Skip to content
David Megginson edited this page Sep 1, 2015 · 2 revisions

TODO: update to include Python and the HXL Proxy as well.

The hxlcut command-line tool creates a new copy of a HXL dataset with some of the columns removed. You can use this tool in an batch script to remove columns with personally-identifiable information (such as #email) before each public release of a dataset, for example.

There are two ways to use this command:

  1. Provide a whitelist of HXL hashtags for columns to include — only the listed columns will appear in the output.
  2. Provide a blacklist of HXL hashtags for columns to exclude — everything except the listed columns will appear in the output.

If security is a major concern, the whitelist approach ensures that any new columns you add to your source dataset won't accidentally leak out, because you have to add them to the whitelist explicitly.
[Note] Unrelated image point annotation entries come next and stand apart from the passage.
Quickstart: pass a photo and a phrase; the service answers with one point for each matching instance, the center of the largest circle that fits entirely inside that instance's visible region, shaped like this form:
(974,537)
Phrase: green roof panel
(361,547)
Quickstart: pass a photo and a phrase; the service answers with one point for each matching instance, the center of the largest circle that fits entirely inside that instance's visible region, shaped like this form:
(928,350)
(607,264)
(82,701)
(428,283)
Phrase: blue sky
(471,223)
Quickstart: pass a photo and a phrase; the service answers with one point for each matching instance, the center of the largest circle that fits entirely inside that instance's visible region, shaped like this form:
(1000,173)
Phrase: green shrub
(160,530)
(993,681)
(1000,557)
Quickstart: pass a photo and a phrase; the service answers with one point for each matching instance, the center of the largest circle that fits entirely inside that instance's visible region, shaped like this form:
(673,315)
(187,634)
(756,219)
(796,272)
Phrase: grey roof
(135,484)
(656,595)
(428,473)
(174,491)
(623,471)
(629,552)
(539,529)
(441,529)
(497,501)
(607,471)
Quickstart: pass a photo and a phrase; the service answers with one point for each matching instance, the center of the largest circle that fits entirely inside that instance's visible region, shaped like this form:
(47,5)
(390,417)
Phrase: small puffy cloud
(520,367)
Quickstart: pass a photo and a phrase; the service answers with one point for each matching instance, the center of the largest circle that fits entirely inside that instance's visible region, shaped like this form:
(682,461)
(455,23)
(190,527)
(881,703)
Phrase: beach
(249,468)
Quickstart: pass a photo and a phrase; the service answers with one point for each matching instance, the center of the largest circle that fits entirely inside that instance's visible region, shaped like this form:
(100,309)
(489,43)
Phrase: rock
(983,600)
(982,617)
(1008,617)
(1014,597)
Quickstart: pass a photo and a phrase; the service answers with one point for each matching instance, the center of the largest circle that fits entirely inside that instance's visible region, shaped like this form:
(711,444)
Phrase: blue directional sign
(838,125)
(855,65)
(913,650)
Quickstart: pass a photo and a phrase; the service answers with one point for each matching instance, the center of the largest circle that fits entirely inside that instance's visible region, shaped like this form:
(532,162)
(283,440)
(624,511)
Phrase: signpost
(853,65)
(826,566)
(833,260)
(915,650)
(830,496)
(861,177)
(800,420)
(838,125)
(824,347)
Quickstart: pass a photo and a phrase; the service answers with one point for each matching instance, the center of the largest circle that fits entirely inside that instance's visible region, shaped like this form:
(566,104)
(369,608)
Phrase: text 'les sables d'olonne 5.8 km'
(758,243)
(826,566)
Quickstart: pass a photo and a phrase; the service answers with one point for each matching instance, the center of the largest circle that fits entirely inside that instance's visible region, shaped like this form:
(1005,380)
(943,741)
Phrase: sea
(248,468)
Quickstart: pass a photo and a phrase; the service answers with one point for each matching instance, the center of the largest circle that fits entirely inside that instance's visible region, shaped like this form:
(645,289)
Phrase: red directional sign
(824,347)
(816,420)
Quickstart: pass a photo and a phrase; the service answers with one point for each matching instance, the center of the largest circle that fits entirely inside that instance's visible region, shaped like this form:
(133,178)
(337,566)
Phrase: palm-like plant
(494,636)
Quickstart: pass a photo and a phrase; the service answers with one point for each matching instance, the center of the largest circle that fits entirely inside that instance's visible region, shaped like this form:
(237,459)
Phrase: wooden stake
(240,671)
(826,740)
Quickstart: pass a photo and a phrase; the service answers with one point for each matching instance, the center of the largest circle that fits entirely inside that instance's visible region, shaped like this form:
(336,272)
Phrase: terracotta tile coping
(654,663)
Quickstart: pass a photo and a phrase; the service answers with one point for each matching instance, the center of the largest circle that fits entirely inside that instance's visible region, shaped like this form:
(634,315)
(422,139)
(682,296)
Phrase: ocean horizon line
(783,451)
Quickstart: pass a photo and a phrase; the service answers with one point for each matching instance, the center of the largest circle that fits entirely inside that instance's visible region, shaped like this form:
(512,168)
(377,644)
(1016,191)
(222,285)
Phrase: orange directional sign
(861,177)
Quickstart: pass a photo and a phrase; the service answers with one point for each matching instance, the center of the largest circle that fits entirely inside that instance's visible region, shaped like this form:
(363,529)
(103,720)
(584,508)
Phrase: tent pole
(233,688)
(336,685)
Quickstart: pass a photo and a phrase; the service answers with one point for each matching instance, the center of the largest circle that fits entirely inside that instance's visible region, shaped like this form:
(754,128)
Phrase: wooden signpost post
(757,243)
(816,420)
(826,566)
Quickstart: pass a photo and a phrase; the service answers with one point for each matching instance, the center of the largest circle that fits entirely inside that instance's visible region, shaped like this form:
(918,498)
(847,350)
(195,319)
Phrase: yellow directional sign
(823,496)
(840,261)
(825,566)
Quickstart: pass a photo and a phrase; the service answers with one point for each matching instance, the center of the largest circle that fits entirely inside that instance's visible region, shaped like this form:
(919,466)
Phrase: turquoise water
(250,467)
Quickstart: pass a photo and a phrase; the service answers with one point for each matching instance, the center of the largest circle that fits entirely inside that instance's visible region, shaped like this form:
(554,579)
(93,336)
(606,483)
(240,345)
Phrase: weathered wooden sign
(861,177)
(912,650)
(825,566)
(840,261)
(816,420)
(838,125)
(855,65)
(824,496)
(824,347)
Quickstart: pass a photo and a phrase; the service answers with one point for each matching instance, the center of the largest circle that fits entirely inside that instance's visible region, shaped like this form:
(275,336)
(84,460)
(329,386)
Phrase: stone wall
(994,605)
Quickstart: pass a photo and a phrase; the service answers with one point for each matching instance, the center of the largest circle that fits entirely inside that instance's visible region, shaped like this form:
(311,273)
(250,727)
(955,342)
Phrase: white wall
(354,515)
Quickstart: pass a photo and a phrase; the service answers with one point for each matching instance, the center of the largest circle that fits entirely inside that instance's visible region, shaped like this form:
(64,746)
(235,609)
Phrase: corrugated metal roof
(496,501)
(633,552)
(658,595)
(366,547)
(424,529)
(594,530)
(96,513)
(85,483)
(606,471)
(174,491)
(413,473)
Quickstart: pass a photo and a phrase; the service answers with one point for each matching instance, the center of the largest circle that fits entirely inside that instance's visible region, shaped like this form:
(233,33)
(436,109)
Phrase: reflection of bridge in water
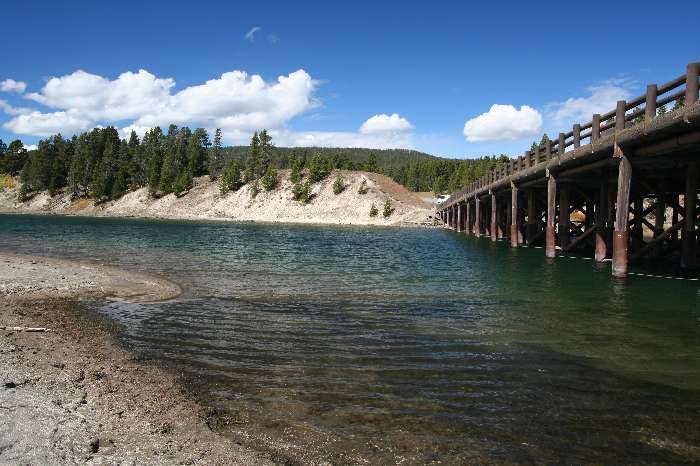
(596,188)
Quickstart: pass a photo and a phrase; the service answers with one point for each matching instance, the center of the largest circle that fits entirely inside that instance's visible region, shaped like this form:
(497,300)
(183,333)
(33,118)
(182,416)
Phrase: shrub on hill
(338,184)
(373,212)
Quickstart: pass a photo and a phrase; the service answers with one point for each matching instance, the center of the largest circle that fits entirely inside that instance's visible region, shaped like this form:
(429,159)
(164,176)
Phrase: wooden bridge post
(560,146)
(550,246)
(595,128)
(659,215)
(689,248)
(650,106)
(531,225)
(691,83)
(494,218)
(564,217)
(621,233)
(468,225)
(601,236)
(459,218)
(477,217)
(514,217)
(620,115)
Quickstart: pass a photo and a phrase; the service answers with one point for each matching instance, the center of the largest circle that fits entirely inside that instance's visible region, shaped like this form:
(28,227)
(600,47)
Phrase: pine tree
(265,150)
(388,209)
(153,153)
(372,163)
(363,189)
(373,212)
(679,103)
(251,161)
(270,179)
(183,182)
(231,178)
(297,165)
(197,152)
(338,184)
(122,178)
(318,169)
(302,192)
(215,161)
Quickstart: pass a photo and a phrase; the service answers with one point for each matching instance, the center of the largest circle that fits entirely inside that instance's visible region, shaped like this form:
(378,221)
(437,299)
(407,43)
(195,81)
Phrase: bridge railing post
(562,144)
(650,106)
(691,83)
(620,115)
(595,128)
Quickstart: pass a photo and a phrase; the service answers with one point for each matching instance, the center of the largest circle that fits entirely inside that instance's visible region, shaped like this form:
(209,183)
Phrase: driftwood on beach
(26,329)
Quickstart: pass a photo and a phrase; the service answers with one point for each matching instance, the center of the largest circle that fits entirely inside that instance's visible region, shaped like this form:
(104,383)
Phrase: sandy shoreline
(73,394)
(205,202)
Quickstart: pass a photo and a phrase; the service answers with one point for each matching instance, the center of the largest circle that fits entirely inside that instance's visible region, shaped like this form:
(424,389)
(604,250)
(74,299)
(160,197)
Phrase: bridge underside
(629,197)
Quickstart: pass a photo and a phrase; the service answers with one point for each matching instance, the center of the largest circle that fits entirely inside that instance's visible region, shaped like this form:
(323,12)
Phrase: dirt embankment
(204,201)
(73,395)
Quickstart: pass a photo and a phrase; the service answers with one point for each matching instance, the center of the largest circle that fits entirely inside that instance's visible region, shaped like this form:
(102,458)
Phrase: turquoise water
(372,345)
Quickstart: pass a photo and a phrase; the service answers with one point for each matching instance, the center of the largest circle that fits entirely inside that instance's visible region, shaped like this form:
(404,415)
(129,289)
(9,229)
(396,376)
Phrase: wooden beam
(579,239)
(652,244)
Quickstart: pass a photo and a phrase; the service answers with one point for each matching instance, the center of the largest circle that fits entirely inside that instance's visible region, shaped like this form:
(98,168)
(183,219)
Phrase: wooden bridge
(622,186)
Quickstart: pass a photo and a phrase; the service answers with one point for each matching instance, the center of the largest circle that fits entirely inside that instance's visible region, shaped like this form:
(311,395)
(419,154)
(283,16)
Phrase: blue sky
(379,74)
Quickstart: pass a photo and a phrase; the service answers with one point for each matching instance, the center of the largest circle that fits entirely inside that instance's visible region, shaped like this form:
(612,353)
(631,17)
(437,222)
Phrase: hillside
(204,201)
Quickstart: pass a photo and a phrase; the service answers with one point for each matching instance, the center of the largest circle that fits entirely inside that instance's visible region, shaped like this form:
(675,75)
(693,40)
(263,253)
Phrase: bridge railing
(639,110)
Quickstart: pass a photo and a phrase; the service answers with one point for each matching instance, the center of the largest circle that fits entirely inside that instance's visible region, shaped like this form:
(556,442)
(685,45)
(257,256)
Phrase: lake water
(386,345)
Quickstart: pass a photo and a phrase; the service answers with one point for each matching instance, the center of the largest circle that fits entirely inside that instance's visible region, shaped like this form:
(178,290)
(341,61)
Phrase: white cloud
(10,85)
(385,124)
(250,35)
(602,98)
(10,110)
(504,123)
(47,124)
(377,132)
(236,102)
(98,98)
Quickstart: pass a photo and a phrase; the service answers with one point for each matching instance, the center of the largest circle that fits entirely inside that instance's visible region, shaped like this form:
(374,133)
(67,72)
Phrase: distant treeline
(99,164)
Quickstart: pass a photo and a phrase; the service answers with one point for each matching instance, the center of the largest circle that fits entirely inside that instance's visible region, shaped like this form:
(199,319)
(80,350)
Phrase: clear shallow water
(405,345)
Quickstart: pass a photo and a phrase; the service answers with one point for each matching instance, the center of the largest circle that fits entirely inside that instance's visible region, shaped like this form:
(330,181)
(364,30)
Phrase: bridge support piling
(514,217)
(550,247)
(621,234)
(494,218)
(459,218)
(601,236)
(564,217)
(467,223)
(637,231)
(531,225)
(659,217)
(477,218)
(689,249)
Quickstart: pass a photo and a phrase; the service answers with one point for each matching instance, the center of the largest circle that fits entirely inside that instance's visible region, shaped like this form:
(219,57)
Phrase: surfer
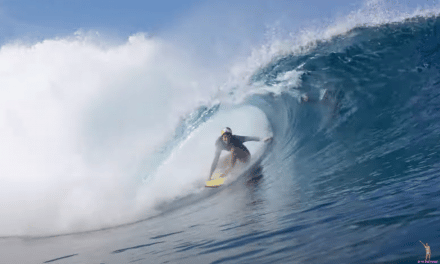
(234,144)
(428,251)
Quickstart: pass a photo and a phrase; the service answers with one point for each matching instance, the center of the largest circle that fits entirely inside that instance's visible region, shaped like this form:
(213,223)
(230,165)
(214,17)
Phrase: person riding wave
(234,144)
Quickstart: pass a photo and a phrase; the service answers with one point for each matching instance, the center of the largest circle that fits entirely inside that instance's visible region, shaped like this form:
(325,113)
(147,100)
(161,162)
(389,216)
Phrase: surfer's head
(226,135)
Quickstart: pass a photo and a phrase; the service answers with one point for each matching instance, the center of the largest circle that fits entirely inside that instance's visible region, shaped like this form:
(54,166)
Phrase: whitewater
(105,147)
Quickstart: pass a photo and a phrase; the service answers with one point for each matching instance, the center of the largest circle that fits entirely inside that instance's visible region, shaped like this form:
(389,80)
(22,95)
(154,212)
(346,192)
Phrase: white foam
(77,119)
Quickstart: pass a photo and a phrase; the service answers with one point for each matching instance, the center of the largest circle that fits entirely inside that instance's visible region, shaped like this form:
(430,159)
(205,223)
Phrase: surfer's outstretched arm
(215,161)
(246,138)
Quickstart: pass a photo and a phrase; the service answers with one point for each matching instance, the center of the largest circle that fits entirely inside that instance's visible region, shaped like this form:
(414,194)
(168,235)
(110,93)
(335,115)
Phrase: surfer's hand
(267,139)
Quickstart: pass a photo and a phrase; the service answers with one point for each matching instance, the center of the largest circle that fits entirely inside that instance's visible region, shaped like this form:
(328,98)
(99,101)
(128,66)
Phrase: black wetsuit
(236,145)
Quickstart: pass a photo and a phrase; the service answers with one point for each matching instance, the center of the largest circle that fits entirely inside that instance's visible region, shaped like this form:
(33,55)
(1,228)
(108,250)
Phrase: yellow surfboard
(217,180)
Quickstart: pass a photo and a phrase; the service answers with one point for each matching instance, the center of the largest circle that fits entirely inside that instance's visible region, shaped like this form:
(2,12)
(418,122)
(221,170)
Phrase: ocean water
(352,174)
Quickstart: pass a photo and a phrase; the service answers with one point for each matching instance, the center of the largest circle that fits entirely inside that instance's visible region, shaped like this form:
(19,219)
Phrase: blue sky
(48,18)
(190,23)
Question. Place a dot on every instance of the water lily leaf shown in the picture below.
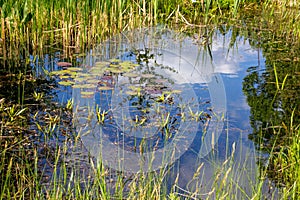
(176, 91)
(116, 70)
(66, 83)
(131, 75)
(101, 88)
(74, 69)
(64, 76)
(134, 88)
(64, 64)
(88, 93)
(148, 75)
(92, 81)
(85, 86)
(102, 64)
(130, 92)
(86, 96)
(161, 80)
(114, 60)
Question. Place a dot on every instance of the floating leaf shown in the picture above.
(88, 93)
(131, 75)
(148, 75)
(86, 96)
(92, 81)
(64, 77)
(85, 86)
(74, 69)
(102, 64)
(114, 60)
(101, 88)
(116, 70)
(176, 91)
(130, 92)
(161, 80)
(66, 83)
(64, 64)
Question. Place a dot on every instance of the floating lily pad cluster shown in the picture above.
(100, 76)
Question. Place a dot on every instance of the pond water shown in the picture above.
(155, 97)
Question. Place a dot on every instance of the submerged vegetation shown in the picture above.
(37, 135)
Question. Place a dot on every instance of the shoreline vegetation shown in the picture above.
(31, 27)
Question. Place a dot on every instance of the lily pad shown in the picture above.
(131, 75)
(85, 86)
(148, 75)
(64, 64)
(130, 92)
(87, 93)
(101, 88)
(66, 83)
(74, 69)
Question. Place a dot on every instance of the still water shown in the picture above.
(155, 97)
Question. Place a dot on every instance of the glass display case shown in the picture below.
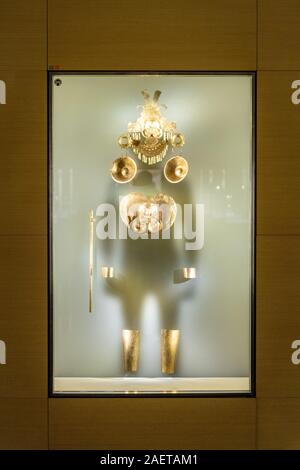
(151, 233)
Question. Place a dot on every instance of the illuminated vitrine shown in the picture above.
(152, 222)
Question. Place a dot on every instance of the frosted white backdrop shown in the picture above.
(214, 112)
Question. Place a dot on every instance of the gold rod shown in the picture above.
(91, 258)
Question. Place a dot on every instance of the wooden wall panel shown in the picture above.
(278, 38)
(278, 163)
(23, 319)
(23, 163)
(146, 423)
(23, 34)
(23, 424)
(278, 315)
(278, 424)
(131, 35)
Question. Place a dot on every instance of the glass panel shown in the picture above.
(151, 233)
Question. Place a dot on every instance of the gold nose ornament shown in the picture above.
(123, 170)
(176, 169)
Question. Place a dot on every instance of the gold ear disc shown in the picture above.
(124, 141)
(123, 170)
(177, 140)
(176, 169)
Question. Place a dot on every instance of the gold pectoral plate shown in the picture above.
(145, 214)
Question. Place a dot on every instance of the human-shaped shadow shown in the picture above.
(147, 265)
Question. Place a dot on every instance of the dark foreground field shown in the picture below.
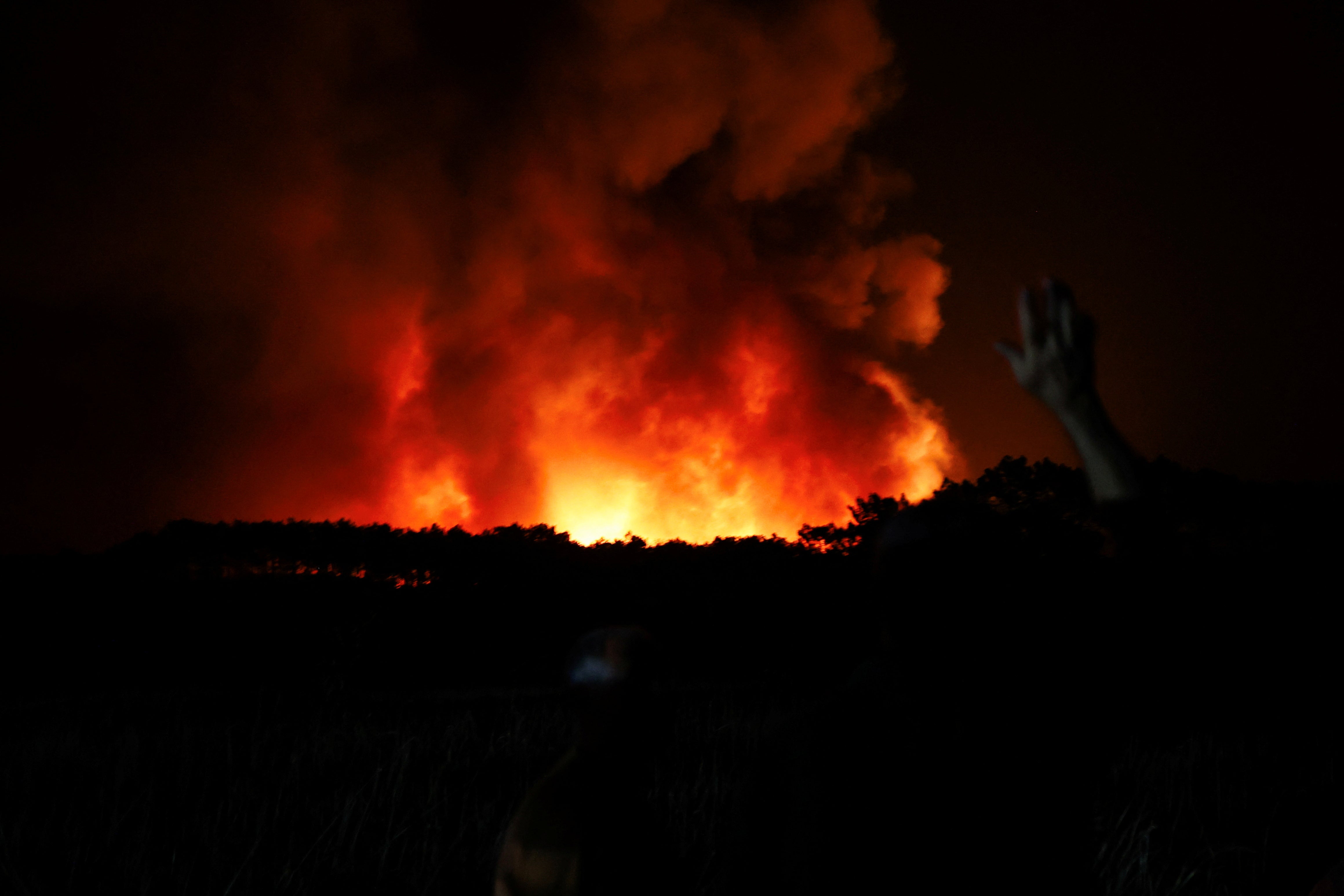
(325, 710)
If robustness is a major concern, the blacklist approach ensures that any new columns you add to your source dataset won't be omitted from the output.

Note that if there are multiple columns with the same HXL hashtag, this command operates on all of them.

Usage

usage: hxlcut [-h] [-c tag,tag...] [-C tag,tag...] [infile] [outfile]

Cut columns from a HXL dataset.

positional arguments:
  infile                HXL file to read (if omitted, use standard input).
  outfile               HXL file to write (if omitted, use standard output).

optional arguments:
  -h, --help            show this help message and exit
  -i tag,tag..., --include tag,tag...
                        Comma-separated list of column tags to include
  -x tag,tag..., --exclude tag,tag...
                        Comma-separated list of column tags to exclude

Examples

Starting dataset:

Implementing organisation Contact Cluster or sector District
#org #email #sector #adm1
Org1 [email protected] Health Coast
Org1 [email protected] Education Coast
Org2 [email protected] Health Mountains

Example 1: using a whitelist

You want to produce a dataset containing only #sector and #adm1, no matter what additional columns appear:

hxlcut --include sector,adm1 MyData.csv

Result:

#sector #adm1
Health Coast
Education Coast
Health Mountains

Example 2: using a blacklist

You want to remove the #email column for privacy reasons, but retain any other columns in the source dataset.

hxlcut --exclude email MyData.csv

Result:

#org #sector #adm1
Org1 Health Coast
Org1 Education Coast
Org2 Health Mountains